Como funciona o atendimento da Força Nacional do SUS?
A Força Nacional do SUS não substitui o atendimento diário do posto de saúde ou das Unidades de Pronto Atendimento locais. O grupo atua como um reforço especializado do governo federal enviado para locais onde o sistema de saúde comunitário colapsou ou não dá conta do volume de vítimas após um desastre natural ou crise sanitária grave.
Quando uma tragédia acontece, as equipes enviam profissionais de saúde, como médicos, enfermeiros e psicólogos, além de medicamentos e postos móbiles. A intenção é garantir que ninguém fique sem remédio ou socorro imediato enquanto a infraestrutura da cidade afetada é reconstruída pelas autoridades locais.
O que muda para a população do Rio de Janeiro?
Para quem mora no estado do Rio de Janeiro, especialmente em áreas de risco como a Região Serrana, a Baixada Fluminense e morros da capital, a presença da base diminui a burocracia e acelera a chegada de apoio. Em tempestades fortes ou períodos de calor extremo com surtos de doenças, a ajuda federal já estará em solo fluminense, sem necessidade de esperar o deslocamento vindo de outros estados.
As equipes contam com profissionais treinados para atuar em cenários de destruição, orientando sobre o consumo de água potável, prevenindo surtos de leptospirose e dengue após alagamentos e garantindo a aplicação de vacinas para pessoas desabrigadas em abrigos temporários.
O que fazer em caso de emergência climática ou desastre?
Durante temporais, desabamentos ou alagamentos no estado do Rio de Janeiro, o morador deve acionar em primeiro lugar a Defesa Civil do seu município ou o Corpo de Bombeiros Militar do Estado do Rio de Janeiro.

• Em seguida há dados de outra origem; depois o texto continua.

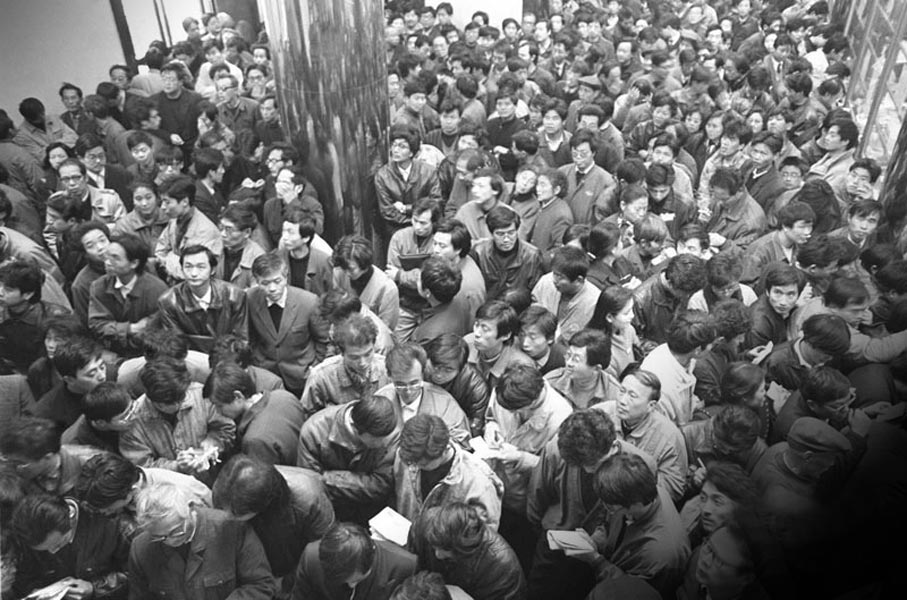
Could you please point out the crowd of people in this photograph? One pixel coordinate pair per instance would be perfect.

São esses órgãos que avaliam os riscos imediatos e coordenam o resgate com o setor de saúde pública.
- Defesa Civil: telefone 199 (ligação gratuita, funciona 24 horas por dia).
- Corpo de Bombeiros: telefone 193 (para resgates e emergências com vítimas).
- SAMU 192: para urgências médicas e pedido de ambulâncias nas ruas.
- Alertas por SMS: envie o CEP da sua residência para o número 40199 para receber avisos de temporais no celular gratuitamente.
Como a população pode denunciar problemas ou pedir informações?
Caso o cidadão perceba falhas no atendimento de saúde em sua cidade ou precise de orientação sobre os serviços públicos prestados durante crises sanitárias, é possível entrar em contato com a Ouvidoria Geral do SUS. O canal serve para registrar reclamações, denunciar falta de médicos ou medicamentos e tirar dúvidas gerais sobre os direitos do paciente.
O contato pode ser feito pelo telefone 136 (Disque Saúde), com ligação gratuita de qualquer telefone fixo ou celular. O serviço funciona de segunda a sexta-feira, das 8h às 20h, e aos sábados, das 8h às 16h. O atendimento eletrônico pelo portal oficial do Ministério da Saúde fica disponível durante 24 horas.